I too am a cheapskate, but I'm also lazy.
So, I balance the benefits of carbide sizing dies against the drawbacks of carbide sizing dies.

Yes, the carbide dies cost more, but it is a one-time expense. After that initial cost, the elimination of the need to lube casings outweighs the disadvantages in my eyes. YMMV
Yes, carbide dies are prone to size too much and may work the brass a bit more than needed. I'm fully aware of that disadvantage. However, For Me, I can live with it when dealing with handgun ammunition.
Rifle dies, that's a whole different ball of wax.

Some of my dies are seldom used and some get more work, so there are personal factors at play.
 

Charles Graff

Moderator Emeritus
I too am a cheapskate, but I'm also lazy.
So, I balance the benefits of carbide sizing dies against the drawbacks of carbide sizing dies.

Yes, the carbide dies cost more, but it is a one-time expense. After that initial cost, the elimination of the need to lube casings outweighs the disadvantages in my eyes. YMMV
Yes, carbide dies are prone to size too much and may work the brass a bit more than needed. I'm fully aware of that disadvantage. However, For Me, I can live with it when dealing with handgun ammunition.
Rifle dies, that's a whole different ball of wax.
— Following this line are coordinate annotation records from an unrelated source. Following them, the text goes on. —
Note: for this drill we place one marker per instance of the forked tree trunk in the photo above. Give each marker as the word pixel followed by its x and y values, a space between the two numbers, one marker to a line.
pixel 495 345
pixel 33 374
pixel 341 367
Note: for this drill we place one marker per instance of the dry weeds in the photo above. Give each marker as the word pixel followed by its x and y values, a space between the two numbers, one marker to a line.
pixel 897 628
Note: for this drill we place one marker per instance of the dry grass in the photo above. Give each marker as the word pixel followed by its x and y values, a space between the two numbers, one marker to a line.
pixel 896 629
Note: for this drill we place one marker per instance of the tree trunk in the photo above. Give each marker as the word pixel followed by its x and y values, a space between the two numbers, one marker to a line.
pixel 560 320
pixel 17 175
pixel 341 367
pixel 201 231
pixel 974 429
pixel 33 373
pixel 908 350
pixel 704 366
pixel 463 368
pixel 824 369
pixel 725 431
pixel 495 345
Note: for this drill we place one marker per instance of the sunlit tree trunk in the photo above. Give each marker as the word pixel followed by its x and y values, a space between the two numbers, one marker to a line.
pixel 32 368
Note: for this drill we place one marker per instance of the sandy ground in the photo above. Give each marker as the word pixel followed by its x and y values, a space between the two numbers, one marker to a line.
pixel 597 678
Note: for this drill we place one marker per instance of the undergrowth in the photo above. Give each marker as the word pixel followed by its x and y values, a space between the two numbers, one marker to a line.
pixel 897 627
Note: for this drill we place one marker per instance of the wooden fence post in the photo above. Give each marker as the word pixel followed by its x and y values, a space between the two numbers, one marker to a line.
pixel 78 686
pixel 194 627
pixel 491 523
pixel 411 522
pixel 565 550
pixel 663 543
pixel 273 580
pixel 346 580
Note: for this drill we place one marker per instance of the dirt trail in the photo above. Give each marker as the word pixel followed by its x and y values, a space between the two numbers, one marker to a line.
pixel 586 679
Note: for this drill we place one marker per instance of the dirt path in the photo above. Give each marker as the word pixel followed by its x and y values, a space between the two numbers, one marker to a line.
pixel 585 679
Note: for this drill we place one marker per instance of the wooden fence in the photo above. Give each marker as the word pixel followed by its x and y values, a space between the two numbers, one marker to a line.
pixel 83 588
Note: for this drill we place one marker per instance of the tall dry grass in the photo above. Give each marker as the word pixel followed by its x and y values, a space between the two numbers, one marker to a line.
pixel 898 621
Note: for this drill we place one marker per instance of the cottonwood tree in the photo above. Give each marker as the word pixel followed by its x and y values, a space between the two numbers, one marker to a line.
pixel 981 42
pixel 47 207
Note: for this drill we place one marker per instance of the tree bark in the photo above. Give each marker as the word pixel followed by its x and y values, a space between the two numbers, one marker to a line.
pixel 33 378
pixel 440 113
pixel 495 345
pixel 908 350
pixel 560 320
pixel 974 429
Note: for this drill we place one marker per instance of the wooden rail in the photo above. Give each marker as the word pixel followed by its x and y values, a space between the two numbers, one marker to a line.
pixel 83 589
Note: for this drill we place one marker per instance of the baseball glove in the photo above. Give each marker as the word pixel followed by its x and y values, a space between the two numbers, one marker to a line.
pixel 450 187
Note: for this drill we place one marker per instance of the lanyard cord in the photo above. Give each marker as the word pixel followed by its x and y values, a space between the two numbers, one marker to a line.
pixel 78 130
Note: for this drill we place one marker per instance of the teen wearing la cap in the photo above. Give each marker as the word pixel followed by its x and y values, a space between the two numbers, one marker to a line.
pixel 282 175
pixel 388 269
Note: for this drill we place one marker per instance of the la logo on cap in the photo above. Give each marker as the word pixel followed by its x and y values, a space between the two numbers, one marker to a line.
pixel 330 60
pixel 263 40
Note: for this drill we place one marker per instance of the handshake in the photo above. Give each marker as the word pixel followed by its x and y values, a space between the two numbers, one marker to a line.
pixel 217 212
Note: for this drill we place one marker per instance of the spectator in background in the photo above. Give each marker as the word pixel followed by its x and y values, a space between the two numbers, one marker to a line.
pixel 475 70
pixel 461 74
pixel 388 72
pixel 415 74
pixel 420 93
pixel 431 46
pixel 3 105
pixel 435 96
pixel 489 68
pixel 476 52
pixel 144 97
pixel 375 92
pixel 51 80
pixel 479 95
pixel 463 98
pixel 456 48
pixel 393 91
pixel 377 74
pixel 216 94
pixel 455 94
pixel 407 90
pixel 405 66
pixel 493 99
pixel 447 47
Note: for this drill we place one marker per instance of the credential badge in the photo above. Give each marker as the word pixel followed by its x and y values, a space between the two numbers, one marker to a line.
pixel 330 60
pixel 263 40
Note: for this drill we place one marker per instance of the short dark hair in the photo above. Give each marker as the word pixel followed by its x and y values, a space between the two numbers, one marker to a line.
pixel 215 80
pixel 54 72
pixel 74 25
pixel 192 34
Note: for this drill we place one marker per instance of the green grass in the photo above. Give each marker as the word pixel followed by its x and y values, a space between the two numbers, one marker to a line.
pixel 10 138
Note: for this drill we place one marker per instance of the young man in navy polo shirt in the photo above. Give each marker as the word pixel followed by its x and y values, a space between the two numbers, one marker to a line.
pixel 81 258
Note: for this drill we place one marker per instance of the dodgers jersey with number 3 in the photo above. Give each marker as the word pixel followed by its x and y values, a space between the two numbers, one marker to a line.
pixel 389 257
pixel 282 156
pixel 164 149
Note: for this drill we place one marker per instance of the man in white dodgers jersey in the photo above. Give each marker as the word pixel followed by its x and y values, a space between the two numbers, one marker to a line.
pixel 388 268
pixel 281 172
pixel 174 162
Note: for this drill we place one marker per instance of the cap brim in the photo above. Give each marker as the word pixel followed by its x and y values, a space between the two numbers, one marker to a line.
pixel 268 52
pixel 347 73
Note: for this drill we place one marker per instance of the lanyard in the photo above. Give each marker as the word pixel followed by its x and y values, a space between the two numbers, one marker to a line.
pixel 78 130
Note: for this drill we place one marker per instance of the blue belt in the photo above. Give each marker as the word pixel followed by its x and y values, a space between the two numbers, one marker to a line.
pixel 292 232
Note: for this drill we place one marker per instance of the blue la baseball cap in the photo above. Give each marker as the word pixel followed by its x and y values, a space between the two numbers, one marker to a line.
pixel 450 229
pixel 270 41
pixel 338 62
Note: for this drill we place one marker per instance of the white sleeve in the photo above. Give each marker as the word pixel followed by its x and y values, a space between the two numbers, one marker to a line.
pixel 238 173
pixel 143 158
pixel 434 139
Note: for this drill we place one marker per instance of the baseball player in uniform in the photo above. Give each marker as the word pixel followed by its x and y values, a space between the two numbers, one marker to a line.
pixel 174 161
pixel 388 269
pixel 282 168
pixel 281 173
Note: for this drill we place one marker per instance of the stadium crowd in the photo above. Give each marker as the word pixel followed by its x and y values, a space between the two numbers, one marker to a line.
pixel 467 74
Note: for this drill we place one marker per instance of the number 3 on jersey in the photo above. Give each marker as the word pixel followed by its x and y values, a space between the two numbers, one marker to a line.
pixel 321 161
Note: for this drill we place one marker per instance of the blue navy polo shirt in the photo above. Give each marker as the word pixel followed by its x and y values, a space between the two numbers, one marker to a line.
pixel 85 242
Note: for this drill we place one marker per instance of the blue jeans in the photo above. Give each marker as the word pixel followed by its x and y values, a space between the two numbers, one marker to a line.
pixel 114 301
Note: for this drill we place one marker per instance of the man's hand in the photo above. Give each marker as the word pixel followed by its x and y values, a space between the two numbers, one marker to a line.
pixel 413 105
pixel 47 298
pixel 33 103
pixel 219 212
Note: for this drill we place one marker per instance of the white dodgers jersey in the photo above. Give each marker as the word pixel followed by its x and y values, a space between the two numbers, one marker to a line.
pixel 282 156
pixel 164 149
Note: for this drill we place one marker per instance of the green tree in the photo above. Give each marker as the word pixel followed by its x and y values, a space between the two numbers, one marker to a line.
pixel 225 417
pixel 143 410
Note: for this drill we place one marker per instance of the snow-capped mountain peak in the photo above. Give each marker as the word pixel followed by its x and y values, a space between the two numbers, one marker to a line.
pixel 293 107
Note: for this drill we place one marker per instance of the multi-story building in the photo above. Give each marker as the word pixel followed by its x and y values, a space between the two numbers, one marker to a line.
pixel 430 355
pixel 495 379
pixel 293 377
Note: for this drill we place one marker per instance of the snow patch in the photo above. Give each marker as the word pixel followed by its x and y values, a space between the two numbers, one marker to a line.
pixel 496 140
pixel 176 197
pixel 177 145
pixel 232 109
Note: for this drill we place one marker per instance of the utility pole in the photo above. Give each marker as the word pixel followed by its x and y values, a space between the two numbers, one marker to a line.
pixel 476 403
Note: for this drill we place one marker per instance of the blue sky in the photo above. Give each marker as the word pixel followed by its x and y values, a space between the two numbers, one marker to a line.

Some of my dies are seldom used and some get more work, so there are personal factors at play.
Years ago, when I started reloading, RCBS dies came in a lime green cardboard box on the end of which was written "Reloading Is Fun". I swallowed that hook, line and sinker and never considered reloading to be anything related to work. When it comes to real work, I am as lazy as the next sloth.